Graham's address as outgoing president said the 2004 "election matters because there are two different viewpoints on where this culture needs to be on the moral issues of our time."

He urged Southern Baptists to lobby Congress in favor of an anti-gay marriage amendment . . . .

A Tuesday night presentation urged congregations to join the SBC's new voter registration campaign organized by Richard Land, president of the denomination's Ethics and Religious Liberty Commission.

"It is a disgrace that 30 percent of the members of the average Southern Baptist church are not even registered to vote," Land said. "We believe it is every Christian's responsibility."
Activists within the convention membership are also urging Southern Baptists to pull their children out of the public school system as part of a program called the "Exodus Mandate":
A Columbia-area man, E. Ray Moore, founded in 1997 the Exodus Mandate, which calls for all Christians to remove their children from “secularized” public schools.

. . . Moore and others active in Exodus Mandate think the only way to fix the school system is for Bible-believing Christians to remove their children from the classrooms.

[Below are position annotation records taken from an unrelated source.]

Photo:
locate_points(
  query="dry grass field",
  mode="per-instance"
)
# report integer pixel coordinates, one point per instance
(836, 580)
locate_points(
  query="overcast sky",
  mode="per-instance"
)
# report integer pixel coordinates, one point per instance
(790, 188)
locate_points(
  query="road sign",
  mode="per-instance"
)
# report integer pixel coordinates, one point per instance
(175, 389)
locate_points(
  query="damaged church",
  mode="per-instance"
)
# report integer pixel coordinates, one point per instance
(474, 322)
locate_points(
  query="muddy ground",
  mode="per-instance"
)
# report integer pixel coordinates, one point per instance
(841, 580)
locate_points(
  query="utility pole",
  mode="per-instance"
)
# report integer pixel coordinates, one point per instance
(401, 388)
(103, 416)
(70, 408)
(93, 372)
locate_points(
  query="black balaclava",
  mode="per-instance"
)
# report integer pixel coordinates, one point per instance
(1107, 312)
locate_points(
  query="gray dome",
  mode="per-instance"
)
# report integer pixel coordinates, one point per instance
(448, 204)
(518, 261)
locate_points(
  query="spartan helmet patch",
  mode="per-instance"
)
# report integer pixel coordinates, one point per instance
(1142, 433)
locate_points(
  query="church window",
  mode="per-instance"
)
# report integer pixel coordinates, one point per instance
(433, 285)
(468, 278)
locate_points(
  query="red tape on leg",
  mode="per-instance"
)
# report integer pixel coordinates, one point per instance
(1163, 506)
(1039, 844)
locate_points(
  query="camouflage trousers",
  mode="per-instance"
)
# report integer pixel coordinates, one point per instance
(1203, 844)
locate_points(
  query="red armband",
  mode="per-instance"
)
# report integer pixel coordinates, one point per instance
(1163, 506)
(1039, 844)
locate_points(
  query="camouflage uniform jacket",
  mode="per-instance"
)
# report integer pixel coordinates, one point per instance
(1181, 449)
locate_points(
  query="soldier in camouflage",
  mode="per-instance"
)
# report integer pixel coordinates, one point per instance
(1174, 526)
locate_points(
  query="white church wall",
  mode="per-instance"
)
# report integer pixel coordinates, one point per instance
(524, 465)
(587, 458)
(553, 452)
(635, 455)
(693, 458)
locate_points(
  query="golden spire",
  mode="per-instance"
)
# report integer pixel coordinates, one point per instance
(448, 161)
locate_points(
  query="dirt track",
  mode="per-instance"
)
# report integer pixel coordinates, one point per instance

“If even 20 percent of Americans pull their kids out of public schools, we’ll be a step closer to establishing a new model in this country,” Moore said.

Moore, a U.S. Army chaplain who runs a program called Frontline Ministries, is the author of a 2002 book, “Let My Children Go: Why Parents Must Remove Their Children from Public Schools.”

He has written and spoken extensively in recent years about how increasingly secular public schools are harmful for Christian children because they push a secular worldview and deny Christians their rights to express their religious beliefs.
I guess I needn't tell you who popped up via satellite to sponge up a little love from the base:
Laura and I are also thankful for your prayers. I have felt them at crucial hours. Your convention has a proud tradition going back to your first gathering in Augusta, Georgia almost 160 years ago. You represent more than 16 million Southern Baptists and congregations all across our country, and many others who serve as missionaries far from home. And all of you are living out the high-calling of spreading the good news and proclaiming the Kingdom of God . . . .

Last November, I signed a law to end the brutal practice of partial-birth abortion. (Applause.) This law is not only valid and constitutional, it is compassionate and urgently needed, and my administration will fight to uphold it. (Applause.)

We will also continue our support for crisis pregnancy centers, incentives for adoption and parental notification laws. I propose to double federal funding for abstinence programs in schools and community-based programs. (Applause.) And I will work with Congress to pass a comprehensive and effective ban on human cloning. (Applause.) Life is a creation of God, not a commodity to be exploited by man. (Applause.)

My administration is defending the sanctity of marriage against activist courts and local officials who want to redefine marriage forever. (Applause.) The union of a man and woman is the most enduring human institution, honored and encouraged in all cultures and by every religious faith. And government, by strengthening and protecting marriage, serves the interests of all. So I am calling for funding for healthy marriage programs, and I support a constitutional amendment to protect marriage as a union of a man and a woman. (Applause.)

I will continue our efforts to defend the liberty of religious organizations. Faith-based charities have a right to provide publicly-funded social services, just like any other group. You see, our government should welcome faith. So I have signed an executive order allowing religious charities who seek government support to compete for funding on a level playing field. I call on Congress to codify my faith-based initiative into law, so that people of faith can know government will never discriminate against them again. (Applause.)
Bold stance on cloning there, by the way. I know it's mental-defective code for stem-cell research, but really: is there anyone out there trying to pass pro-cloning legislation?